Google peut-il apporter plus d'ouverture sur le mobile aussi ? 

Probablement. L'environnement Android est davantage taillé pour le surf. Le Web mobile façon browsing est un Web mobile plus ouvert. Il n'y a donc aucune raison que les mêmes utilisateurs qui n'imagineraient plus être limités à un environnement fermé sur le Web fixe refusent éternellement un système plus ouvert sur mobile. La "longue traîne" de sites Web ne pourra d'ailleurs exister sur mobile que par le browsing. D'une certaine manière, la fragmentation des OS va pousser le retour des sites Web mobile. 

"Tous les systèmes d'exploitation mobile ne dureront pas"

Le succès de l'iPhone repose pourtant sur les applications et cet univers fermé dans lequel évolue l'utilisateur. Ce succès pourrait-il se transformer en échec pour Apple ? 

Difficile à dire. Mais il est probable que les gens se lasseront un jour de cet environnement. La vraie question est à quelle échéance ? Historiquement, Apple a déjà perdu une bataille similaire sur le marché des systèmes d'exploitation des ordinateurs personnels, bien qu'il ait pendant longtemps dicté la tendance à son rival, Microsoft. L'univers fermé de Mac a certainement fait le succès de Windows, qui était compatible avec tous les PC. Le parallèle avec le mobile est évident. Sauf que pour l'instant, c'est Google qui est à la place de Microsoft. Cette stratégie de Google est peu visible du grand public, mais elle reste très menaçante pour Apple. 

Beaucoup d'acteurs ont aujourd'hui envie de reproduire le succès qu'a connu l'iPhone grâce à son OS, mais combien peuvent y arriver ?

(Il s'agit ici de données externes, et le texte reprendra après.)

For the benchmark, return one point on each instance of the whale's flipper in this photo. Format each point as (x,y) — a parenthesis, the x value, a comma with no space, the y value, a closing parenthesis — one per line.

Je pense que tous les systèmes d'exploitation ne dureront pas. Il me paraît assez évident qu'il n'y aura pas demain un OS et une marketplace d'applications par fabricant de téléphones. Android et Windows Mobile en sont les preuves. Il y aura donc certainement des rapprochements, forcés ou non, pour les autres. Je doute que Nokia avec Symbian ou Samsung avec Bada puissent continuer longtemps à être les seuls à utiliser leur OS. Le marché des OS et des applications mobiles ne restera pas éternellement figé. 

Bertrand Jonquois est directeur général de l'agence de marketing mobile Nemo Agency et rapporteur de la commission sur les applications mobiles de la Mobile Marketing Association France (MMA). Ancien directeur commercial de Wanadoo entre 2000 et 2002, Bertrand Jonquois a débuté sa carrière comme directeur de clientèle à Europe 1 en 1989 avant de devenir directeur de la publicité adjoint chez JC Decaux en 1996. Il était ensuite passé chez France Télévisions Publicité comme directeur de la publicité. Avant de rejoindre Nemo Agency, il occupait le poste de directeur exécutif France de Yahoo Search Marketing, le réseau de liens sponsorisés du portail.